New Traveler Lessons: Five Things I Learned in Istanbul
My very first trip outside of North America was to Istanbul, in 2005. I was traveling with my sister and her boyfriend, who lived in London at the time, as well as a couple of friends of theirs. I was single, and while it didn’t bother me at all, it meant that any time I wasn’t with the whole group, I was on my own. I was a little cocky, and Istanbul definitely taught me some ‘new traveler lessons’…
One morning, maybe our third or so day in Istanbul, everyone had decided they wanted to sleep in and have a leisurely brunch, with no real plans for the day. I really wanted to check out the Grand Bazaar, which was not far from our hotel, but nobody else seemed too interested. I decided to head out on my own.
1) Not knowing the language really is a handicap
I ditched my group while they were all still sleeping, and wandered, alone, from my hotel to the Grand Bazaar. I made sure to grab a card for the hotel, remembering this travel tip from some guidebook, thinking that if I got lost, I could just catch a cab back. I wasn’t too worried about getting lost, though. I was going to show everyone how good I was at traveling, and make it back by lunchtime, under my own power.
As soon as I walked through the arched door into the Bazaar, I made a point of taking my bearings, including noting the word over the door, “çıkış”, which I presumed was the name of the street or the entrance I had come in through. I proceeded to wander. A lot. I looked at gold chains, and silk scarves, pretty clothing and Turkish lamps. Everything was loud and colorful and oh, so foreign. I love shopping in markets and bazaars.
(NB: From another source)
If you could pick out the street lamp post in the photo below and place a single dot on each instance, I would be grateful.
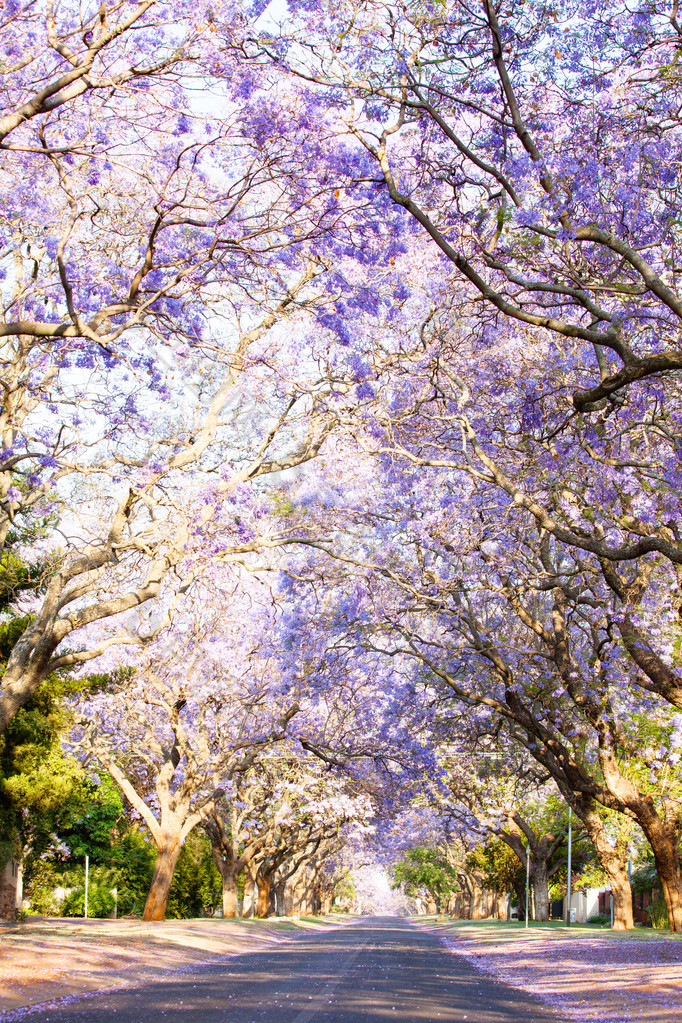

I realized with a start that it was already lunchtime. Oops! I had been so engrossed by the shiny brass, tasty tidbits, and colorful fabrics that I had seriously lost track of time! I wasn’t entirely sure how far I had come, but I had been moving slowly, examining wares and sampling goodies, so I didn’t think I was really all that far from where I had entered the Bazaar. I turned and headed back the way I came, but more briskly.
2) Assumptions will bite you in the butt
I was only a couple dozen confident strides further along when I noticed, not far away, an arched door marked “çıkış”. I thought I was a bit further into the Bazaar than that. I looked around, and while it looked similar to where I had come in, it didn’t seem quite right. Still, the door was marked “çıkış”, and I had made a real point of remembering that…perhaps I had paid so much attention to the door that I hadn’t noted my surroundings very well. I popped through, and hurried down the street.
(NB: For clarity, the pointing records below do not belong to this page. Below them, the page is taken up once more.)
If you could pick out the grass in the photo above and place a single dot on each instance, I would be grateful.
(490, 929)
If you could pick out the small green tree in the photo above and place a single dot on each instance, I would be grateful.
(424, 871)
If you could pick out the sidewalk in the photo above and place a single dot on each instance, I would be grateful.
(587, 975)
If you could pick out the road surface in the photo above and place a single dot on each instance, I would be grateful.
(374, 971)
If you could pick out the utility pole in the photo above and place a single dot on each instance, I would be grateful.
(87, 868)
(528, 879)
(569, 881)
3) Walking confidently, even when you are lost…only gets you more lost.
I had only made it a few blocks before I realized that I was kind of lost. Okay, maybe fairly lost. I didn’t think I had missed a turn after leaving the Bazaar, but maybe? I could see minarets in the distance, poking up over rooflines off to the right, and our hotel was fairly close to the Blue Mosque, with its gorgeous slender minarets. I knew I had to turn right at some point to get to the hotel, so I kept walking, and took the next right-hand turn, thinking I could triangulate my way back to where I belonged from the landmarks. Rather than stopping and asking for help from any of the (very few) passers-by, I just kept walking, confidently…
4) Having a hotel card is handy for showing the taxi driver…if you can find a taxi.
Which I couldn’t. Not anywhere. My confident walking had me so turned around, and so far from anything, that I was in a nearly-abandoned neighborhood, and not a particularly nice one, either. The streets were narrow and run down, and there was no evidence that there had been any vehicle down that way in hours, or maybe days. For all I knew, it could have been a pedestrian-only area, or maybe the residents were just too poor to have cars or need taxis. Looking around, I had realized that there were a lot of minarets in Istanbul, and that had been a really poor choice of landmark. I didn’t feel like I was in any immediate danger, but I was definitely in trouble. Not knowing what else to do, I kept on walking, in as straight a line as possible.
5) Carry a map, and know which part of it your hotel is in.
Eventually, I hit the Bosporus river. Maybe. Water, anyway. We’d taken a river tour the day before, and I could finally see for a ways in either direction. Still, nothing looked at all familiar. I picked a direction at random, and kept walking. I walked. And walked. And walked. And…wait! What’s that! Something familiar! I had seen this place before. I was not too far from the Blue Mosque, and from there, I could find my way back to the hotel, though it was still a bit of a hike.
I didn’t make it home in time for lunch. In fact, I almost ended up late for supper!
Later, I discovered that “çıkış” means exit. I do better research, now, and try to have a map on hand when I go wandering, rather than relying on finding a taxi if I get lost. Lessons learned. However, I do still get lost a lot.